In my book, Demystifying Success: Success Tools and Secrets they Don’t Teach You in High School, I dedicate a chapter of my book to explaining good savings habits, an important concept you need to start adopting from an early age. This skill helps you to become a better money manager, which will help you to constantly generate income and ultimately create new wealth opportunities for success.
Here’s an important concept to raise your awareness of, especially as you begin to plan your holiday shopping list: a good understanding between ‘good debt’ versus ‘bad debt’. Bad debt includes any form of debt that requires you to pay interest on any monies that you borrow from a lender in order to either purchase or acquire something that will never generate any possible revenue (profits) for you in the future. Good debt is when there are some times when it is okay to borrow money from a bank, investor or credit card company, but ONLY if you use this borrowed money to purchase things that will ultimately help you to generate more revenue (profits) in the future and restore the original amount borrowed plus any interest required to the lender.
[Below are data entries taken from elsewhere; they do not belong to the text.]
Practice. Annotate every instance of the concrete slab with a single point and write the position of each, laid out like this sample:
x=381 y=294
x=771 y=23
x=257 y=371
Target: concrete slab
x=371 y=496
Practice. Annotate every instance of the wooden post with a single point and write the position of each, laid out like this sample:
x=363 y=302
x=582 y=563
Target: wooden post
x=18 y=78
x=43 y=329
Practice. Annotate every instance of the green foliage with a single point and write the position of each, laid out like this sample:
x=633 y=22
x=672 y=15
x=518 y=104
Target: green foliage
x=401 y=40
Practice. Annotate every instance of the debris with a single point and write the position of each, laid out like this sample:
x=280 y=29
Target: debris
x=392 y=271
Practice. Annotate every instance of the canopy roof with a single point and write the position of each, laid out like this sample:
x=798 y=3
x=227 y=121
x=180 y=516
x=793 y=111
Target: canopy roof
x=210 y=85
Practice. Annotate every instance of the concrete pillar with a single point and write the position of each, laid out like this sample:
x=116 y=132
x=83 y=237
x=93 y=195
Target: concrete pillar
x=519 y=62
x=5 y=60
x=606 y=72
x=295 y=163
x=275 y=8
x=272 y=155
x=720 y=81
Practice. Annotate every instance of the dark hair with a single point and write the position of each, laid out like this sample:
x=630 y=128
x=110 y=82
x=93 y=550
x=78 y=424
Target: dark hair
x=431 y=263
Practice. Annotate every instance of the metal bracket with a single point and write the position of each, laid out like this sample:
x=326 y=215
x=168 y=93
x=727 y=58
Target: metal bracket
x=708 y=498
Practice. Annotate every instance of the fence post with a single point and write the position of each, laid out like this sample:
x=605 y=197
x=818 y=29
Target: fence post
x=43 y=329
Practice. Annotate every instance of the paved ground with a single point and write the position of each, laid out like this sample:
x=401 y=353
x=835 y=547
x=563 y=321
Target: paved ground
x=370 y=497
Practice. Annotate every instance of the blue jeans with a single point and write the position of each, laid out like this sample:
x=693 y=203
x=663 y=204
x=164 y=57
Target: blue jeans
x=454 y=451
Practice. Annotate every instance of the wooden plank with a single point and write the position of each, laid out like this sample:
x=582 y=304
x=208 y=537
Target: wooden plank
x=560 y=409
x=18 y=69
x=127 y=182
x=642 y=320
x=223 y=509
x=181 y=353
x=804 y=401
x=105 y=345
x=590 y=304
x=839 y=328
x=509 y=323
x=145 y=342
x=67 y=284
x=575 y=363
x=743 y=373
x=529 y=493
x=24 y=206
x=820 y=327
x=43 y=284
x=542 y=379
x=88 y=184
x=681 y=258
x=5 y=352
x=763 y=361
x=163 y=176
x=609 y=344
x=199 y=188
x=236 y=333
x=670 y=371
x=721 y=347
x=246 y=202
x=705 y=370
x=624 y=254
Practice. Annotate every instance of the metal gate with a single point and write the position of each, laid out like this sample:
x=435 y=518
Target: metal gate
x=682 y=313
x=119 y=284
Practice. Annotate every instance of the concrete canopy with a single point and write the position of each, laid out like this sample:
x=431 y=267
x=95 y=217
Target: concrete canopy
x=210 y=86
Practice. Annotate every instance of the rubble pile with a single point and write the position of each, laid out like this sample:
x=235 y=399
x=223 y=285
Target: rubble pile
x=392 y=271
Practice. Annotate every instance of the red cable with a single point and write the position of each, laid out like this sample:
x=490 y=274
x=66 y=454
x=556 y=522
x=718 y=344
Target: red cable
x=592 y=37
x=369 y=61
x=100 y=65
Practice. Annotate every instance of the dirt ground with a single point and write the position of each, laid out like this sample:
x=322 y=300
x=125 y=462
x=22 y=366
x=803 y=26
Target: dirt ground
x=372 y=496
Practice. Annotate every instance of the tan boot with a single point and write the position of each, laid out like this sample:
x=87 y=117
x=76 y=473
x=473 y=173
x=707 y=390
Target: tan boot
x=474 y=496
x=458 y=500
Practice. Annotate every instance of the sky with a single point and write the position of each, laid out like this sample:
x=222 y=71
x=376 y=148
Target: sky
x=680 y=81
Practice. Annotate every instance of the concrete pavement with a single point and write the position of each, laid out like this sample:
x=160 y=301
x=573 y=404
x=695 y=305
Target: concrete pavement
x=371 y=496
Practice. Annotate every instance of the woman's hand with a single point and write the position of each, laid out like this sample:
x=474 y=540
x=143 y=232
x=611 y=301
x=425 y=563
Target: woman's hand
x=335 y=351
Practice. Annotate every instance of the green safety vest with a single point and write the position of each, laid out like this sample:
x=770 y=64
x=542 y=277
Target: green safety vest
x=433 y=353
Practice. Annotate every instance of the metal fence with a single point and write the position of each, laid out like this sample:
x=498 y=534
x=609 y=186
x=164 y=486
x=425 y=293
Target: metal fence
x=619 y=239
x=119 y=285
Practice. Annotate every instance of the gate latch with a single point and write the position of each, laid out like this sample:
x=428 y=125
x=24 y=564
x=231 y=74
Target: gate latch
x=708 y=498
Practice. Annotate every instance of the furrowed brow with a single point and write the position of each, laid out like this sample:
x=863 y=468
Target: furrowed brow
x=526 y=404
Most importantly, you need to learn from an early age that successful wealth creators acquire excellent money management skills in order to balance both types of debt and understand this distinction.
Within my chapter on Personal Finance, I also carefully explain the concept of FICO scores and how they may positively or negatively impact your future decisions and success. FICO stands for the Fair Isaac Company, named after the company that first created and computed this popular credit score. Banks and lending institutions rely on your FICO score as a way of determining how trustworthy you are in terms of managing your money and repaying your debts.
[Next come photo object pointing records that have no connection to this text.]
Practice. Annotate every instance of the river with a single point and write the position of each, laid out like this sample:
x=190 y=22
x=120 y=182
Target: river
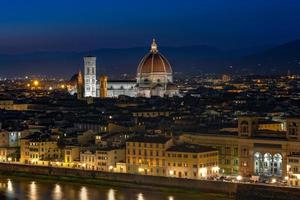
x=19 y=188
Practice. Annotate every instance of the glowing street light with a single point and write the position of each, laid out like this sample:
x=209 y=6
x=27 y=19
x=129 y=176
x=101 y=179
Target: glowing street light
x=36 y=83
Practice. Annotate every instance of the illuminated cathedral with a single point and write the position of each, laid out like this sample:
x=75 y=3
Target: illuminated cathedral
x=154 y=78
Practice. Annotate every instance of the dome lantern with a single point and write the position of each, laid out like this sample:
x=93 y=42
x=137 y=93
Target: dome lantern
x=154 y=46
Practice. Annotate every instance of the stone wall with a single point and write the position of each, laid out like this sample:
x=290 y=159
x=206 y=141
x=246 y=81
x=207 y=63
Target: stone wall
x=206 y=186
x=241 y=191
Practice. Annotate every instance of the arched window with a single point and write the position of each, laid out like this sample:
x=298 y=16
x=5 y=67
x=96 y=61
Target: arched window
x=258 y=163
x=277 y=164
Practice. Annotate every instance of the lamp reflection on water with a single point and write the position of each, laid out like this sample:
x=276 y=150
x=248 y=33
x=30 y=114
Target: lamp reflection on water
x=170 y=198
x=32 y=191
x=10 y=190
x=111 y=195
x=83 y=193
x=9 y=186
x=140 y=196
x=57 y=193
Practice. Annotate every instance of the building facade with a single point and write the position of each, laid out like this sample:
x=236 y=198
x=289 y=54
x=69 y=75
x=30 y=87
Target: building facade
x=252 y=151
x=90 y=81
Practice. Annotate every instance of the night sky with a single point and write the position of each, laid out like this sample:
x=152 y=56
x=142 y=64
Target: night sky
x=38 y=25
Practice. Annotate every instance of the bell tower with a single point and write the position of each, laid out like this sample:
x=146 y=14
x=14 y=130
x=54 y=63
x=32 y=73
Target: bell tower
x=90 y=76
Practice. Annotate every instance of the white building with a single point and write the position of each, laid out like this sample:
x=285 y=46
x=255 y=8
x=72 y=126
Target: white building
x=90 y=81
x=155 y=75
x=154 y=78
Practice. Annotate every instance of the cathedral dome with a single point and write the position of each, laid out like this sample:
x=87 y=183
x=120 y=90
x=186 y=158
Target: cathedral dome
x=154 y=62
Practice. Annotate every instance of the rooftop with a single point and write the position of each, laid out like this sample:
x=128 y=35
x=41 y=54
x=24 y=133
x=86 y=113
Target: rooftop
x=150 y=139
x=191 y=148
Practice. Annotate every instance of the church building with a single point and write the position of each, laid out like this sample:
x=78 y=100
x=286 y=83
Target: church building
x=154 y=78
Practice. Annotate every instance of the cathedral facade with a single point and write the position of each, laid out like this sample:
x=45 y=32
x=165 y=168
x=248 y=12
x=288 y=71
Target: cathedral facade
x=154 y=78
To end on a festive note this year, I highly suggest that you sit down and draft out a realistic budget for yourself before you begin indulging in your creative or last minute impulsive holiday shopping. Don’t get me wrong, being creative with your gift ideas can be both fun and inspiring, but you also need to keep your expectations and spending in check. Too often, we carelessly choose gifts that we think others will want based upon unrealistic expectations or desired outcomes and we may go overboard. By taking the time to really sit down and carefully draft a manageable budget, you can still be creative. Simply choose something that you know the recipient would truly appreciate and enjoy (e.g. buying something fun that they would never think to buy for themselves or something that will be a nice reminder of you) that does not have to result in you spending a lot of money.
To help you get started, here are five questions to ask yourself before you decide to start spending your hard-earned cash or, even worse, incur any future unnecessary credit card debt and interest:
1. Why am I really buying this product or service?
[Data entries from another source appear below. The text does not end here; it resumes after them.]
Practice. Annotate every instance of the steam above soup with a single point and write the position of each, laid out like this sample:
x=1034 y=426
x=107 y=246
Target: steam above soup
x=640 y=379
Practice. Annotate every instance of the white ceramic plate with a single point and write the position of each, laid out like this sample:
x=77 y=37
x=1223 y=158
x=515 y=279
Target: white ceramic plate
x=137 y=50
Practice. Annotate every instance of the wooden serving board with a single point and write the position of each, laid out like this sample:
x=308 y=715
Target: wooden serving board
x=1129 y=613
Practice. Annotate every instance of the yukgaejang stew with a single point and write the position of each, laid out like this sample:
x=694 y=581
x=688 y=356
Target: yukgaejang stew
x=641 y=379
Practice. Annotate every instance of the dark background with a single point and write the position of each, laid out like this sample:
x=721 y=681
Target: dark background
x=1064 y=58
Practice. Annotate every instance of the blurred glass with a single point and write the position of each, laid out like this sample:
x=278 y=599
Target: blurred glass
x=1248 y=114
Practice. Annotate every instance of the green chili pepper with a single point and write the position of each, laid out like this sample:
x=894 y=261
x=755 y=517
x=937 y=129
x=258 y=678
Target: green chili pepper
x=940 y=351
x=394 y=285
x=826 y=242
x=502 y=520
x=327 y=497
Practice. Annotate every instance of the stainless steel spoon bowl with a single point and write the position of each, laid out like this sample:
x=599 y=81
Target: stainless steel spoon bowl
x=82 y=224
2. How will I or the recipient use this product or service in the future?
3. How long do I plan to use this product or service before it becomes useless?
4. Does this purchase provide me with any immediate revenue-generating opportunities? And the hardest question of them all:
5. What would happen if I chose to wait another two to six months until I could truly afford to buy this purchase without using borrowed money (credit or loan)? If not, consider waiting, or to use an old cliché, “Sleep on it”.
Please remember, the financially obese are not broke; they are broken! Do not let fear or unfounded expectations prevent you from achieving the personal and financial success you desire.
I want to wish you a happy, healthy and successful holiday season.